The purpose of our study was to investigate and understand why obese people are more likely to be hospitalised and die from viral respiratory infections such as influenza, while non-obese people typically recover after a few days of mild illness.

The immune system’s response to influenza is mainly mediated via the production of specialised chemicals called type I and III interferons (IFN), which leads to activation of interferon-stimulated genes (ISGs). This orchestrates several defence mechanisms that confer protection from a range of viruses1. Although previous research has shown that the type I IFN response is attenuated in obese mice infected with influenza, it remains unclear whether a similar phenomenon occurs in obese humans and whether it might account for the increase in adverse clinical outcomes observed in such individuals2.

To investigate this, we obtained lower airway samples from obese and non-obese people and cultured them in the lab.
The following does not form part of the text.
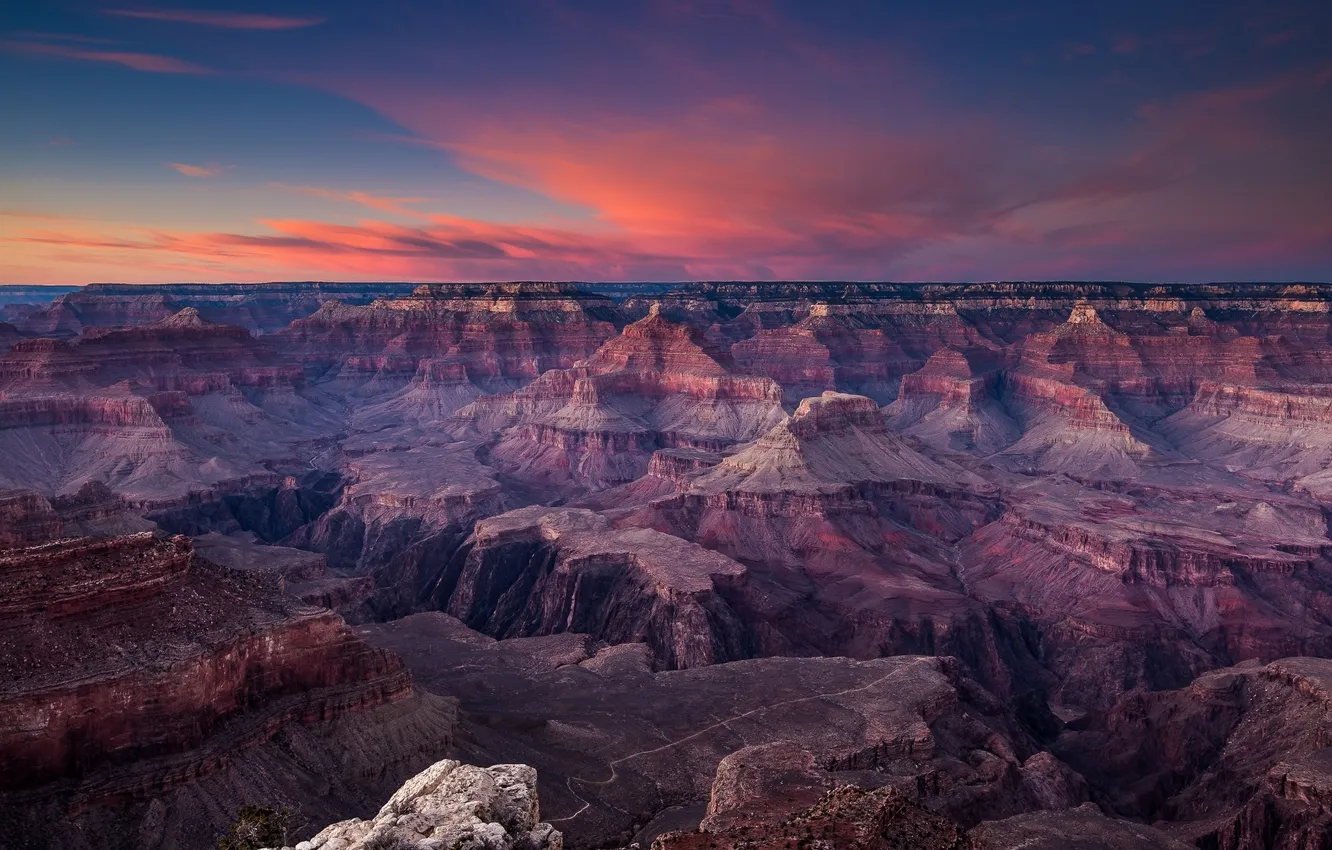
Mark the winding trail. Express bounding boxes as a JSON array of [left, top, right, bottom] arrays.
[[547, 670, 900, 823]]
We examined whether there were any differences in the way cells from non-obese individuals reacted to influenza virus compared to cells from obese individuals, specifically measuring the production of type I and III IFNs.

The findings in a few words

We found that macrophages from the lower airways of obese individuals had a diminished ability to produce interferons. We suspected that this may be due to elevated levels of an obesity-related hormone called leptin within the airways.

To confirm if leptin had a detrimental role on antiviral immunity, we administered leptin directly into the airways of mice before infecting them with influenza. Leptin-treated mice had reduced production of type I IFN in response to influenza infection.  We found evidence that this may be due to the ability of leptin to increase expression of a negative regulator of type I IFN, called the suppressor of cytokine signalling (SOCS)-3 (Figure).

Why is this research important?

The incidence of obesity has increased dramatically in recent decades, with global estimates reaching over 650 million people3. At the same time, the 2009 influenza pandemic and the more recent COVID-19 pandemic have highlighted the increased susceptibility of obese patients to viral respiratory infections, as well as the heightened likelihood of hospitalisation and death4,5.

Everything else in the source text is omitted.